CARL HAAS: Well, I have no idea. That's the $24 question, or the $64 question. I don't really know. I'm not -- I really haven't got time to try and second-guess anything like that. And in the meantime, we've got to concentrate on what we're doing. I have no idea.
Q. Jim, how will the increase in engine demand and off-season testing impact your motor sports program?
JIM AUST: Well, we are prepared to service the number of vehicles or the number of cars that we are going to be supplying power for the next year. So, I think we are geared up for the substantial increase over the five cars that we provided engines for last year. But we have everything in order and we really don't anticipate any problems. Our program has been coming -- (inaudible) -- has been growing over the last several years and we're prepared for next year.
Q. How much information exchange will there be next year between Toyota teams, if anyone can answer that?
CARL HAAS: I'm going to answer that, and then I'll let Toyota answer it for themselves afterwards. I welcome the conversations we've had that -- particularly on the engine program; that there would be a lot of cross-over information back and forth. So, we get the best out of it. If you do have a number of top teams run the engine, then you give all that data to Toyota, I think it helps everybody. I think it is the way of really of gaining performance, and the sharing of the information is a benefit to everyone. And I think there's more to gain than to lose. Much more to gain than to lose.
JIM AUST: I guess if I could add to that, obviously, we feel that the more information that we can get back from each one of the teams and then absorb, analyze and take it apart and then provide information back to each one of the teams, the better off we're going to be as a whole. And as we all know, each one of the teams and the drivers compete as individuals and as individual teams while they are on the racetrack. But certainly, gathering the information and being able to provide it to each and every one of the teams, and let them use it to the best of their ability is what we're all about. So, the more information that we can provide and the greater the feedback amongst teams that we are going to be providing engines for is just going to make this whole program that much stronger. And as we mentioned earlier, that's really what we're about. We're about helping the teams win driver championships and about Toyota winning an engine manufacturer championship. And we certainly hope that the cooperation that we anticipate from the teams is going to get us a long, long way in that direction for next year.
Q. Jim, maybe I have been more asleep at the switch than usual, but it just occurred to me, I'm not entirely sure what your plans are next year in terms of the engines. Are you going to have a new, let's say, Phase VII engine, or is it going to be the Phase VI developed or how would you characterize it?
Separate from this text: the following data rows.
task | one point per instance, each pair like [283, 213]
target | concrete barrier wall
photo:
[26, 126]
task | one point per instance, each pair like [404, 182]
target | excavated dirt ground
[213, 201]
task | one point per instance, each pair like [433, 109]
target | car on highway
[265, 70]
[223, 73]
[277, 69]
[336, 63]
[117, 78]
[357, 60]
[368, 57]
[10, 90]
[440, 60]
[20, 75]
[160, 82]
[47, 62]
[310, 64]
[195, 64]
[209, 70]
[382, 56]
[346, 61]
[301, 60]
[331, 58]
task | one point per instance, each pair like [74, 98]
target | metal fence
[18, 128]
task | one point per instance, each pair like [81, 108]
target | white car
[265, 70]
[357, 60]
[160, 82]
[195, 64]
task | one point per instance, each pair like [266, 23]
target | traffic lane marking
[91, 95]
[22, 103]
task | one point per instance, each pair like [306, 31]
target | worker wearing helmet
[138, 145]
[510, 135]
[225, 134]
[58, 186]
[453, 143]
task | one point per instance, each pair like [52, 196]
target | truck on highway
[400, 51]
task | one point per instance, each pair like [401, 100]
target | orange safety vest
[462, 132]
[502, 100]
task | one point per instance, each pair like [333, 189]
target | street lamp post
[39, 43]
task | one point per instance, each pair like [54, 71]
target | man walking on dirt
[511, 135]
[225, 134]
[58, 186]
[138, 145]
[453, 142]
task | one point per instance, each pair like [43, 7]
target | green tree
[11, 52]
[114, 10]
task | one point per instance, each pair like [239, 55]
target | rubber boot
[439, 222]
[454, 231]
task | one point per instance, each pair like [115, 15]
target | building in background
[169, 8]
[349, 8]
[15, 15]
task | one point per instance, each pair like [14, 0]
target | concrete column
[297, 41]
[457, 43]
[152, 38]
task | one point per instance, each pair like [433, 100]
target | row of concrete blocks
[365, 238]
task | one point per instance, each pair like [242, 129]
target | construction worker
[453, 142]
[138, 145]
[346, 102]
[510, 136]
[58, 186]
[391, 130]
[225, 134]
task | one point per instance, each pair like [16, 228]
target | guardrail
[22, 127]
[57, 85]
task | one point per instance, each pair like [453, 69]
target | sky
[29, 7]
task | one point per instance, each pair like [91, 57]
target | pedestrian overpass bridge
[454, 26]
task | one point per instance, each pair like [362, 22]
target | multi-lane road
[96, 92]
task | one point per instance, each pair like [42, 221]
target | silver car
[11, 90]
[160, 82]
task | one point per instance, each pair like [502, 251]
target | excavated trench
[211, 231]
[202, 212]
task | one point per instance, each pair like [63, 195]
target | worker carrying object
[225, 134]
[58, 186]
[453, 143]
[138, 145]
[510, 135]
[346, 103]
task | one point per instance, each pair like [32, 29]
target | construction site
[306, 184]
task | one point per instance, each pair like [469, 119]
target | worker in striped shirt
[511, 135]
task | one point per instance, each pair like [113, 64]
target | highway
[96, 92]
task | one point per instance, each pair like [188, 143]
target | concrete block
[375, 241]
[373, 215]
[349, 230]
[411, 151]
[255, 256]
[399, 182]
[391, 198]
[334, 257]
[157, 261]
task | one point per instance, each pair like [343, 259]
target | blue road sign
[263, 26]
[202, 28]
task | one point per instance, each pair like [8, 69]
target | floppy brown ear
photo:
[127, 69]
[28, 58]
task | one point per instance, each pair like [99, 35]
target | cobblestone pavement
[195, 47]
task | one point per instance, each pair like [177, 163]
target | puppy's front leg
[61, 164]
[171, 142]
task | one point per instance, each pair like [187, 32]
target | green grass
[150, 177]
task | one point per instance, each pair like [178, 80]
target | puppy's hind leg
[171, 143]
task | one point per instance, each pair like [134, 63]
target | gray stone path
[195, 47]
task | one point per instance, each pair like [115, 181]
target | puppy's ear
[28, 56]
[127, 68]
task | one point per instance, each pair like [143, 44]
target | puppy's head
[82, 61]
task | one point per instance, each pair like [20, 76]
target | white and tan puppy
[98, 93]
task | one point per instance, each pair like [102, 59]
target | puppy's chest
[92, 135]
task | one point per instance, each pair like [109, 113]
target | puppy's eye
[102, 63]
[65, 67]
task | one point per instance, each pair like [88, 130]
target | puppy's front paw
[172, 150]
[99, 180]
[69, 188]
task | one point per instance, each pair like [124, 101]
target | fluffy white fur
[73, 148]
JIM AUST: We are actually making an evolution to the current engine. So we have added some improvements to it, things that are going to be, you know, we hope and anticipate of great benefit for the teams. We have had the opportunity to run the new engine, the revised engine on the 9.0 (ph) and have increased the things that we are hoping to increase, which is horsepower, etc. So, yeah, to answer your question, we have a bit of a change. It is not a totally new engine, but we are making some changes that we are hopeful are going to bring us to the front of the pack at each and every one of the races. Hope that answers your question without giving too much additional information away.
Q. Again, it is going to be -- I don't know what the exact designation would be, but let's say a Phase VI-B, let's say, rather than a Phase VII or something like that?
JIM AUST: We're actually going to call it Phase VII. The HVF80 (ph) think it is so we're actually making a new designation for the engine.
T.E. McHALE: With that, we're going to wrap it up for the afternoon. We want to thank all of who you took the time to be with us today. We want to particularly thank our guests Carl Haas, Cristiano da MATTA, Christian Fittipaldi and Jim Auft. Gentleman, thanks for being with us. Best of luck in the 2001 FedEx Championship Series season. Thanks to all of you who took the time to be with us this afternoon. We'll talk to you again soon.